Friday, May 22, 2009

Yar'Adua and the militants

ONGOING military operations by units of Nigeria's Armed Forces to crush so-called Niger Delta militants in their established enclaves of crime must be viewed dispassionately. The legitimacy and inevitability of a military response to the challenge they pose to state authority, which in its true form and purpose embodies the core of a festering sore afflicting our national psyche, cannot be questioned. We remain a people trying to invent a contemporary state and nation. Yet, without creating a national society, this goal we have set for ourselves will not be attained. The process of national society formation is long, hard and difficult. Without discipline, security and the willingness by all to live within the bounds of law, our quest will not begin.

The comments of a number of well-respected individuals, associations, groups and political parties on President Yar'Adua's decision to deploy soldiers to the Niger Delta to enforce national laws are disturbing. 'Back to the basics', do these commentators understand the essence of the philosophical category; the "state" and the concept "statehood?" It goes against reason that in a state, any state, there should be more than one arm bearing institution. It goes against common sense and value that there should be more than one army in any society. It is largely irrelevant, "if" or "whether" the militants in the Niger Delta attacked or did not attack anyone. The very fact that they possess such lethal weapons as automatic rifles, grenades, grenade launchers, GPMGs, anti-aircraft weapons, assault boats (etc), necessitates and legitimises a full blown military offensive against them.

Beyond this, by owning up to various acts of sabotage, kidnap and holding of hostages, wanton and deliberate killing of policemen, soldiers and other agents of the state, the so-called militants invited war upon themselves. To deny this, is to deny the obvious. You either live in a state or outside it. As a matter of first principle, once you live inside the national territory of a state, you must be bound by its laws. There cannot be criminal safe havens in the national territory of any state inhabited by battalions of armed killers and fugitives of justice, which agents of the state are barred from entering. On this, the statutes are explicitly clear. Outside the Armed Forces, any armed group resident in Nigeria is not only criminal, but may be said to be harbouring intentions to cause harm to, sabotage, wage war on, or overthrow the state. Or by some spatio-time miracle, have we been webbed in some 17th century fiction work of Robert Louis Stevenson?

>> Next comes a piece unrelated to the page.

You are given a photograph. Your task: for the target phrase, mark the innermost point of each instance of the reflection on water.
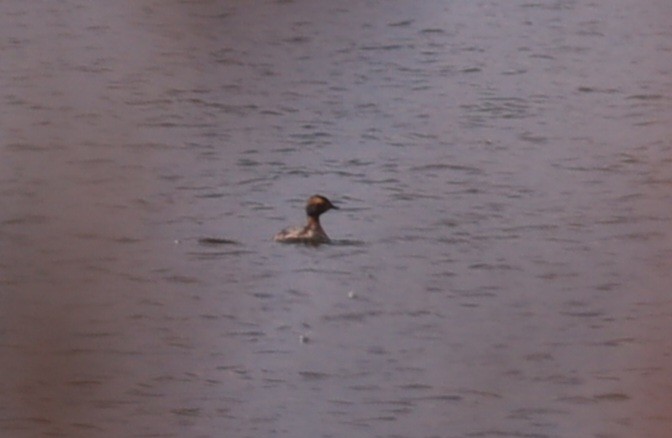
(500, 265)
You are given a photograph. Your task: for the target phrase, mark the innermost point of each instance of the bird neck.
(314, 222)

It seems not a little surprising that the appropriate response of Nigeria's President and Armed forces Commander-in-Chief to the dangerous and unwholesome situation we have found ourselves is being cynically interpreted. If anything at all, his response should have come earlier. It ought to be stronger. Gangrene is not cured by lavender water. Yes, in its supervision of military operations to rid the Niger Delta of criminal elements, the military High Command must be told in no uncertain terms to act professionally and avoid the indiscriminate killing of innocent civilians.

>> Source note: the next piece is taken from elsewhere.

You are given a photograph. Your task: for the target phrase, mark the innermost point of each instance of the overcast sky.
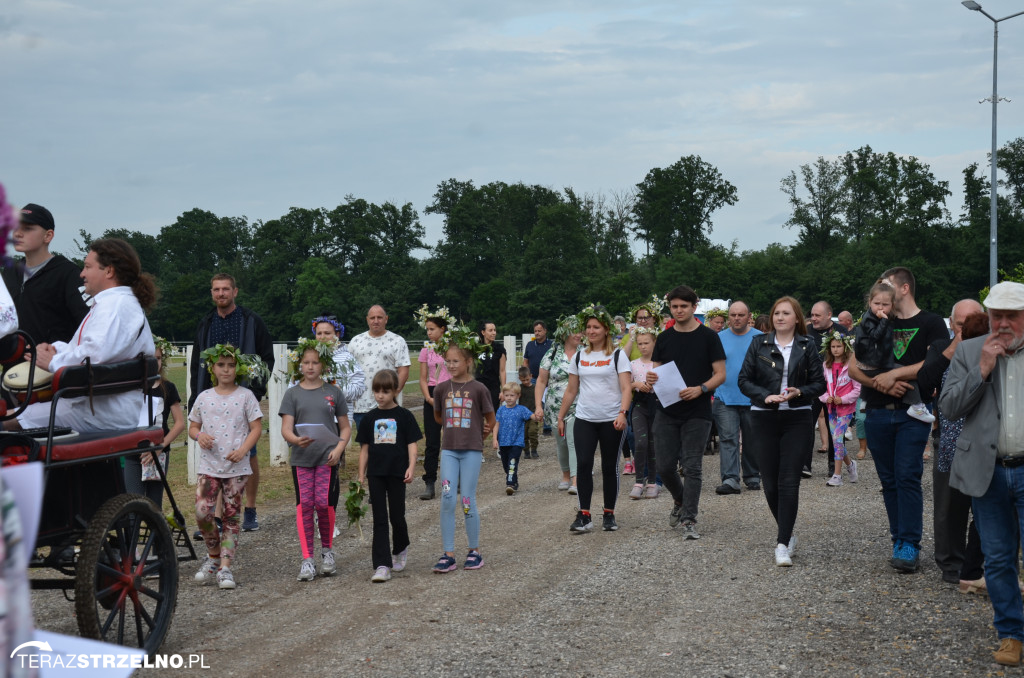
(127, 114)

Yet, greater responsibility rests on community leaders and law-abiding citizens living in Niger Delta communities to prevent themselves from being used as human shields by criminal cults and groups, intent on avoiding being smashed by the long arm of justice. They must ask the criminals to stay away from their communities. If they feel sufficiently threatened by the criminals, community leaders in the Delta region must report the activities of these criminals to security agents. The state must protect such well-meaning community leaders and their communities. Only on the basis of an understanding that accelerated socio-economic development can and will occur in the Niger Delta if responsibilities are collectively shared, can security be guaranteed for all stakeholders in the region.

President Umaru Yar'Adua, the hour has come for you to show strength. You must not rescind your decision, no matter the pressure on you to do so. The Armed Forces must not be prevented from accomplishing its set tasks. If you hit the criminals in the creeks hard enough, those in the cities will understand that when they make you roll up your sleeve, they will find an iron fist.